Confirmez-vous le boom actuel des toits végétalisés ?

Pierre Georgel : Plutôt que de boom, je parlerais de pleine éclosion. Avec de nouveaux usages comme l’agriculture urbaine, Il y a un vrai désir de cultiver ses propres légumes, près des lieux de consommation, que ce soit en Amérique du Nord, aux Pays-Bas, en Autriche ou en France. Beaucoup de restaurants parisiens sont déjà engagés dans cette démarche, mais il y a aussi les jardins partagés. Parmi les exemples les plus représentatifs, on peut citer l’institut Le Cordon Bleu, qui a créé un potager de 800 m². Chaque année, en France, 22 à 23 millions de m² de toitures sont étanchés. Une grande partie pourrait être transformée en toitures végétalisées. En Allemagne, entre 10 % et 15 % des toitures le sont déjà. En France, on dispose d’un potentiel annuel de 3 millions de m², alors que le marché tourne autour de 900 000 m².

 

Quels en sont les bénéfices à court, moyen et long termes ?

P. G. : Les toits végétalisés réduisent les îlots de chaleur dus à l’étanchéité croissante des villes. (Il n’y a plus de brouillard à Paris, alors qu’il se manifestait pendant une vingtaine de jours en 1910.) Ils sont un moyen d’humidifier l’air et d’améliorer la gestion des réseaux d’écoulement, car ils retiennent 80 % de l’eau de pluie et évitent ainsi les engorgements des réseaux d’assainissement. De plus, ils doublent la durée de vie des étanchéités en les protégeant des UV, jouent un rôle de tampon acoustique et font écran aux ondes des antennes relais de téléphonie mobile. Enfin, les toits végétalisés ont un effet bénéfique sur les gens. La végétalisation rend la ville plus vivante et plus agréable.
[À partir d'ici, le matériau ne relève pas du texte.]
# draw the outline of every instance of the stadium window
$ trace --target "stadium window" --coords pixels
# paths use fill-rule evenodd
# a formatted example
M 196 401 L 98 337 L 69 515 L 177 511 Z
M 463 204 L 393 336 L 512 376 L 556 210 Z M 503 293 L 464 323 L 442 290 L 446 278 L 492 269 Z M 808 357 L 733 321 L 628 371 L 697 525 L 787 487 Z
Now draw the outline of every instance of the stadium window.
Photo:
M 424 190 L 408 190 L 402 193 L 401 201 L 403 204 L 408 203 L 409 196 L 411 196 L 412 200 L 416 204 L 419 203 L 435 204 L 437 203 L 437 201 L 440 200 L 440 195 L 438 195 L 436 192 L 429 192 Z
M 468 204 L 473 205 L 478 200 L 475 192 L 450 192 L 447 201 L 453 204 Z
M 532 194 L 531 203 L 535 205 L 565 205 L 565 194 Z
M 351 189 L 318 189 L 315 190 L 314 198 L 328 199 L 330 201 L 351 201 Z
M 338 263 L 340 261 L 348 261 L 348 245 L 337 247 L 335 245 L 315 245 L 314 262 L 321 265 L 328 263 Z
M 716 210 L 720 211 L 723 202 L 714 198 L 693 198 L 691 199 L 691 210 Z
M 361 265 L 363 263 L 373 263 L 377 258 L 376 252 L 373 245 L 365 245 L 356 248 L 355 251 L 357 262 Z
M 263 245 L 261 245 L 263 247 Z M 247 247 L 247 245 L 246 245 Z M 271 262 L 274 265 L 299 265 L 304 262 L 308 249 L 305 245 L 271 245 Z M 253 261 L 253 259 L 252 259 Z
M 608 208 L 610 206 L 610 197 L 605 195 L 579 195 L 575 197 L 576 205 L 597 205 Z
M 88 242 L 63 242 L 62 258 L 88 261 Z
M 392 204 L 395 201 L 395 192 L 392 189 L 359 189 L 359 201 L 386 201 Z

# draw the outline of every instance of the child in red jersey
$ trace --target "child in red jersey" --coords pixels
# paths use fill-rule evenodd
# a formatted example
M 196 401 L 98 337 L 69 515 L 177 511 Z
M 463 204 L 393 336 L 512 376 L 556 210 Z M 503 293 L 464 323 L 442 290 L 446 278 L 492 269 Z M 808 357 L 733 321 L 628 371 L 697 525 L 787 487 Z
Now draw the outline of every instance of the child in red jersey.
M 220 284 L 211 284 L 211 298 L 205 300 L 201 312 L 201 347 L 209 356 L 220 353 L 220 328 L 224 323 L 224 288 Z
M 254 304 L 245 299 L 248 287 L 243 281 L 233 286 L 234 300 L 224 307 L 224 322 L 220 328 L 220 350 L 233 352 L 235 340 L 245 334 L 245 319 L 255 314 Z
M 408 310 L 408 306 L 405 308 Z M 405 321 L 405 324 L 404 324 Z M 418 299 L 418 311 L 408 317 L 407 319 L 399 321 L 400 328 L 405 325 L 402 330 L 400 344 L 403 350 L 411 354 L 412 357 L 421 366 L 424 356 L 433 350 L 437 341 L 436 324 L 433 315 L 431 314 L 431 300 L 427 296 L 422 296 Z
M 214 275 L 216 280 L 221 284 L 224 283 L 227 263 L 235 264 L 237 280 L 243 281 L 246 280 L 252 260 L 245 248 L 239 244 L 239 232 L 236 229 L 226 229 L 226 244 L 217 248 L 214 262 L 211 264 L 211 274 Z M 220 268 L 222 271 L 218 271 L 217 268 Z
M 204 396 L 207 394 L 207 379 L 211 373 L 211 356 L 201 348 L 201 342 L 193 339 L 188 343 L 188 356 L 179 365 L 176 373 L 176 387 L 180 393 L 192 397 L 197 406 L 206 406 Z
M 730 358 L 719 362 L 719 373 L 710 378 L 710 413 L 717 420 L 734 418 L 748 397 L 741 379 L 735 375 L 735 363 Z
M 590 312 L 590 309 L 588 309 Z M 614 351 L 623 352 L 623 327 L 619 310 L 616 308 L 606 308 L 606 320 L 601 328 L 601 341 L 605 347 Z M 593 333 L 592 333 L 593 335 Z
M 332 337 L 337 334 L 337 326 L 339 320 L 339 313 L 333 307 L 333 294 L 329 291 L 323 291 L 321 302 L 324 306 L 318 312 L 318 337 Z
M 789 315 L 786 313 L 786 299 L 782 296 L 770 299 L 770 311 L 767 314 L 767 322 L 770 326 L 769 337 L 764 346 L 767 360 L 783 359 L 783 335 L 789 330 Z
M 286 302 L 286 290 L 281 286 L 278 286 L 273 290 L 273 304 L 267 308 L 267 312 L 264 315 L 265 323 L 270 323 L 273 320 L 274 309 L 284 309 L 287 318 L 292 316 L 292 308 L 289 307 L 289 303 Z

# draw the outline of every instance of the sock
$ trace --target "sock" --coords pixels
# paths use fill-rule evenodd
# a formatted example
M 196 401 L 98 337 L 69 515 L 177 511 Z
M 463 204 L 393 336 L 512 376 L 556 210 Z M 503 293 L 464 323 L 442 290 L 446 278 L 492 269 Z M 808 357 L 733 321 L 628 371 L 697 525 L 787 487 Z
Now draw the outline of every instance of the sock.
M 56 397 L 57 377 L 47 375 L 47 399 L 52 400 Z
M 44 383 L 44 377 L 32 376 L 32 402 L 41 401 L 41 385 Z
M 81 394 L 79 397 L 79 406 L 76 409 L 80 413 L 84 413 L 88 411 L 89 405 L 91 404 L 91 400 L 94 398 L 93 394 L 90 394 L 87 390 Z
Dans le XIIIe arrondissement, la Régie Immobilière de la Ville de Paris (RIVP) a constaté que la végétalisation par l’appropriation des habitants, réduisait le vandalisme.

Quelles en sont les difficultés et contraintes ? Comment s’assurer de la pérennité de la culture et de la construction à la fois ?
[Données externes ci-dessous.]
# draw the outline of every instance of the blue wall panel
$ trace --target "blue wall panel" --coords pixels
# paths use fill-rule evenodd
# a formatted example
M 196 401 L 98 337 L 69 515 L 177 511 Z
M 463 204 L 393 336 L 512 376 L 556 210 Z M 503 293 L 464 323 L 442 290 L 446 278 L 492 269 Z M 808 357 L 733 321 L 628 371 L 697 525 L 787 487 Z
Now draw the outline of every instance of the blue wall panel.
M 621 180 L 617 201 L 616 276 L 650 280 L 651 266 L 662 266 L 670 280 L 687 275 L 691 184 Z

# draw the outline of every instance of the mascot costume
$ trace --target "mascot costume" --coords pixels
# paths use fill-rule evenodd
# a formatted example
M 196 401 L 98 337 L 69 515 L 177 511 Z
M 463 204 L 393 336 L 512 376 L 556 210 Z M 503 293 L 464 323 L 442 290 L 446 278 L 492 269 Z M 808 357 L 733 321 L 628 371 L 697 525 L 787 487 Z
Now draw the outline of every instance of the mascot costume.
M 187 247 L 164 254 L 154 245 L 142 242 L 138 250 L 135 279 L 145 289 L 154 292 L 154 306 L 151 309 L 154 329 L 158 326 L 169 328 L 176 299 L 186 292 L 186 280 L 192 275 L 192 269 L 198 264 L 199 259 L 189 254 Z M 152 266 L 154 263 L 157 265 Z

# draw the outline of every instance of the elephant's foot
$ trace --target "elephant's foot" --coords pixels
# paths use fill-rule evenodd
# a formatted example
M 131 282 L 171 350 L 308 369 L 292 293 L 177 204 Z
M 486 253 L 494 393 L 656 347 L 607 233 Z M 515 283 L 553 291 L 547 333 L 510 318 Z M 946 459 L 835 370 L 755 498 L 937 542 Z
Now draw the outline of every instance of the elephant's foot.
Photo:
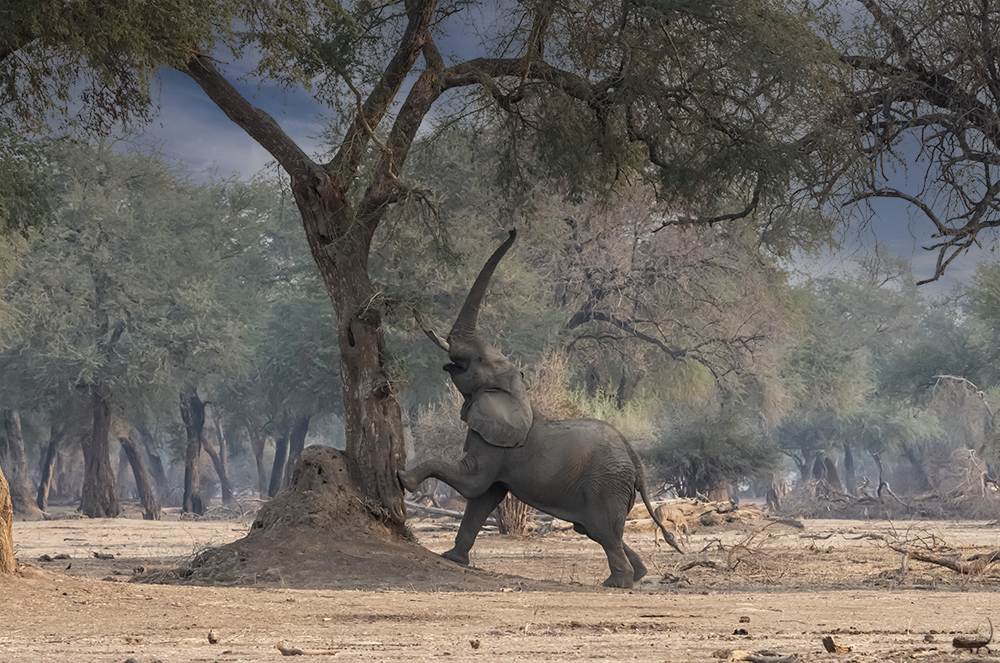
M 417 474 L 414 470 L 403 470 L 397 472 L 396 476 L 399 477 L 399 483 L 403 488 L 411 493 L 417 492 L 417 488 L 420 487 L 421 482 L 417 480 Z
M 455 562 L 456 564 L 461 564 L 462 566 L 469 565 L 469 553 L 467 552 L 460 552 L 452 548 L 451 550 L 446 550 L 441 553 L 441 556 Z
M 642 563 L 642 558 L 639 557 L 639 553 L 624 544 L 622 544 L 622 548 L 625 550 L 625 556 L 628 558 L 628 563 L 632 565 L 632 580 L 639 582 L 646 577 L 646 565 Z
M 625 575 L 610 575 L 608 579 L 604 581 L 605 587 L 618 587 L 619 589 L 632 589 L 632 585 L 635 581 L 631 576 Z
P. G. : La végétalisation des toitures peut être complexe en raison de la faible accessibilité des espaces à aménager, de la forte technicité des travaux et du niveau de formation des personnes qui en seront chargées. L’environnement doit être pris en compte, notamment les turbulences générées par les effets Venturi ou la réverbération des façades vitrées. Il faut aussi bien penser à la sécurité des futurs utilisateurs.

 

Quels sont les apports du béton dans ce contexte ?

P. G. : Le principal avantage du béton, c’est qu’il supporte le poids d’un grand nombre de personnes à la fois. Donc, si le nombre d’utilisateurs de la toiture végétalisée ne peut être contrôlé, le béton est l’unique option à ce jour. Il permet aussi d’irriguer les plantes par capillarité grâce aux pentes nulles, ce qui réduit la consommation d’eau jusqu’à 40 à 50 %. Et si l’étanchéité a un défaut, causant une fuite, le béton ne se déforme pas.

 

Quelles évolutions peuvent favoriser le développement de l’agriculture urbaine ?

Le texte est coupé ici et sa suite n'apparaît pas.